Qui bénéficie de l’avance de crédit d’impôt ?
Chaque année, près de 9 millions de ménages bénéficient du crédit d’impôt, pour un montant total estimé à 5,8 milliards d’euros. Parmi eux plus de 2,4 millions de particuliers employeurs et plus de 900 000 parents employeurs d’assistantes maternelles sont concernés.
Le crédit d’impôt est automatiquement calculé par l’administration fiscale, à partir des montants versés par les particuliers employeurs à leurs salariés à domicile, indiqués dans leur déclaration annuelle de revenus.
Pour les utilisateurs de Cesu ou Pajemploi, la démarche est encore plus simple : les montants sont pré-remplis automatiquement dans la déclaration de revenus.
Toutes les formes d’emploi direct à domicile ouvrent droit à ce crédit d’impôt :
- L’aide aux personnes âgées, dépendantes ou en situation de handicap.
- L’emploi d’une assistante maternelle agréée ou d’une garde d’enfant à domicile.
- L’entretien de la maison, les travaux de jardinage ou de bricolage.
Pas de RIB enregistré : comment se fait le versement ?
Le ministère de l’Économie précise que « les contribuables dont les coordonnées bancaires ne sont pas connues de l’administration fiscale percevront cette avance sous la forme d’un chèque qui leur sera envoyé par voie postale d’ici la fin du mois de janvier et qui pourra être encaissé directement auprès de leur banque. »
Modalités de versement, montants, plafonds : l’essentiel à retenir
L’avance de crédit d’impôt est virée directement sur le compte bancaire du particulier employeur, dont les coordonnées ont été communiquées à l’administration fiscale, avec pour émetteur « DGFiP Finances publiques » et pour libellé « AVANCE CREDIMPOT ».
En termes de montant, le crédit d’impôt correspond à 50 % des dépenses engagées par les particuliers employeurs pour l’emploi de leur salarié à domicile, dans la limite d’un plafond de 12 000 € annuel.
Ce plafond peut être majoré de 1 500 € dans certaines situations, si le foyer comprend :
- un ou plusieurs enfants à charge (750 € par enfant en cas de résidence alternée),
- une personne de + de 65 ans.
Même majoré, le plafond de 12 000 € ne peut, dant tous les cas, pas dépasser le seuil de 15 000€.
A contrario, ce plafond annuel est réduit pour certaines activités spécifiques :
- 500 € pour le petit bricolage
- 3 000 € pour l’assistance informatique
- 5 000 € pour les petits travaux de jardinage
60 % du crédit d’impôt estimé par le fisc sera donc versé ce jeudi 15 janvier, avec des montants compris entre 8 € (seuil minimal de versement) et 9 000 € (60 % du plafond majoré jusqu’à 15 000 €), le solde de 40 % étant ensuite versé en juillet.

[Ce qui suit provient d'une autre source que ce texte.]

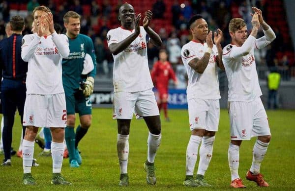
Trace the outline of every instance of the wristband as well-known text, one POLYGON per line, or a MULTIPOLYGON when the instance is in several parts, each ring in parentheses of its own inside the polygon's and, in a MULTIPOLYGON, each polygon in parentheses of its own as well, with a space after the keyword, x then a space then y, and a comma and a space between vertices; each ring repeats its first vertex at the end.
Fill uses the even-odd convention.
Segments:
POLYGON ((208 53, 211 54, 211 53, 212 52, 212 48, 208 47, 208 48, 207 48, 207 51, 206 51, 206 52, 208 52, 208 53))

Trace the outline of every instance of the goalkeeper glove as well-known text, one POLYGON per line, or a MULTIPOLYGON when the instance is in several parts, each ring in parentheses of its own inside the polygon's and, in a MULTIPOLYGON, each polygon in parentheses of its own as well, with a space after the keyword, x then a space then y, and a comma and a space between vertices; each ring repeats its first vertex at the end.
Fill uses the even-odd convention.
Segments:
POLYGON ((94 84, 94 79, 93 77, 89 76, 86 79, 82 87, 83 95, 85 97, 89 97, 93 92, 94 84))

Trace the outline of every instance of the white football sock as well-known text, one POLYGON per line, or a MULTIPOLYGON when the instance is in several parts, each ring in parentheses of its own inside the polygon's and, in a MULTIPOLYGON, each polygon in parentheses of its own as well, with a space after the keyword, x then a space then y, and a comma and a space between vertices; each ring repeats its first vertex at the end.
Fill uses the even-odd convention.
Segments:
POLYGON ((259 140, 256 140, 253 147, 253 157, 252 164, 250 171, 254 174, 260 173, 260 166, 267 150, 269 143, 263 143, 259 140))
POLYGON ((202 137, 197 135, 191 135, 186 148, 186 174, 187 176, 194 175, 195 165, 198 158, 198 150, 202 142, 202 137))
POLYGON ((23 141, 23 166, 24 173, 30 173, 34 155, 34 141, 23 141))
POLYGON ((150 163, 153 163, 156 157, 156 152, 160 146, 162 135, 154 135, 148 132, 148 161, 150 163))
POLYGON ((232 181, 239 178, 238 165, 239 160, 239 146, 230 143, 228 153, 229 166, 232 174, 232 181))
POLYGON ((127 174, 129 155, 129 135, 118 134, 117 151, 121 174, 127 174))
POLYGON ((39 131, 39 133, 38 133, 39 136, 43 139, 44 139, 44 133, 43 132, 44 128, 44 127, 41 128, 41 130, 39 131))
POLYGON ((1 139, 0 140, 0 149, 3 150, 3 142, 2 141, 2 135, 3 135, 3 127, 4 126, 4 119, 3 116, 2 116, 2 119, 1 119, 1 139))
POLYGON ((52 156, 52 172, 60 173, 63 159, 63 142, 51 142, 51 155, 52 156))
POLYGON ((213 143, 215 140, 215 136, 213 137, 203 137, 200 147, 199 153, 200 154, 200 161, 197 174, 205 175, 207 170, 213 152, 213 143))
POLYGON ((20 151, 21 150, 22 150, 22 148, 23 148, 23 140, 24 140, 23 139, 23 129, 22 129, 22 134, 21 135, 21 142, 20 143, 20 146, 19 147, 19 151, 20 151))

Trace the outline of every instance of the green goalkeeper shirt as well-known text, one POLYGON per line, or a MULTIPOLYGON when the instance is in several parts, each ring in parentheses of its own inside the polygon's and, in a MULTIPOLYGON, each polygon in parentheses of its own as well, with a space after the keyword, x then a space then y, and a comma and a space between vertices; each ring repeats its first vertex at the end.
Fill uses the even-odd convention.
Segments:
POLYGON ((70 54, 67 59, 62 59, 62 83, 64 89, 78 89, 82 79, 83 61, 86 53, 92 58, 94 68, 88 76, 94 78, 96 73, 96 60, 91 39, 88 36, 79 34, 76 38, 68 37, 70 54))

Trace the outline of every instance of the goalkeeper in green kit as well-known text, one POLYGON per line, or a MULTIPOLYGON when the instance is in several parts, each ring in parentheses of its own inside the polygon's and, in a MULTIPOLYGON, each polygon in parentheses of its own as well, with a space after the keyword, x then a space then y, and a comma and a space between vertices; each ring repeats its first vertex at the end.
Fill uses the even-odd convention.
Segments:
POLYGON ((68 11, 63 16, 70 54, 62 60, 62 83, 65 93, 67 122, 65 139, 70 167, 79 167, 82 158, 78 144, 91 125, 91 103, 96 63, 93 44, 88 36, 80 34, 80 16, 68 11), (80 123, 75 133, 75 113, 80 123))

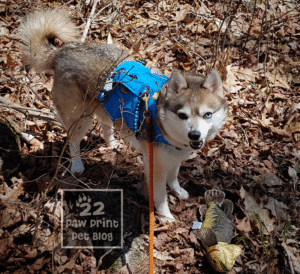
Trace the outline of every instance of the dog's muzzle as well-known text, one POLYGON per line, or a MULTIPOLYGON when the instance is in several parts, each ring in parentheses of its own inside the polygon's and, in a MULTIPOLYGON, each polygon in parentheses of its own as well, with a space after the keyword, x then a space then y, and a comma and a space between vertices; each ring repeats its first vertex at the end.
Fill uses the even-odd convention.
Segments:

En 2025, l’administration fiscale a estimé que l’avance moyenne de crédit d’impôt pour tous les contribuables représente 639 € par foyer.
L’avance immédiate de crédit d’impôt : une solution encore plus pratique
Pour les utilisateurs du Cesu+, il existe un dispositif encore plus avantageux afin de bénéficier du crédit d’impôt pour l’emploi à domicile : l’avance immédiate de crédit d’impôt.
Concrètement :
- le crédit d’impôt est alors pris en compte chaque mois,
- le particulier employeur ne verse que 50 % du salaire de son salarié à domicile,
- toujours dans la limite du plafond annuel.
L’avance immédiate de crédit d’impôt permet ainsi aux particuliers employeurs de lisser leurs dépenses mensuelles, pour mieux maîtriser leur budget !
Première demande ou changement de situation : quels impacts ?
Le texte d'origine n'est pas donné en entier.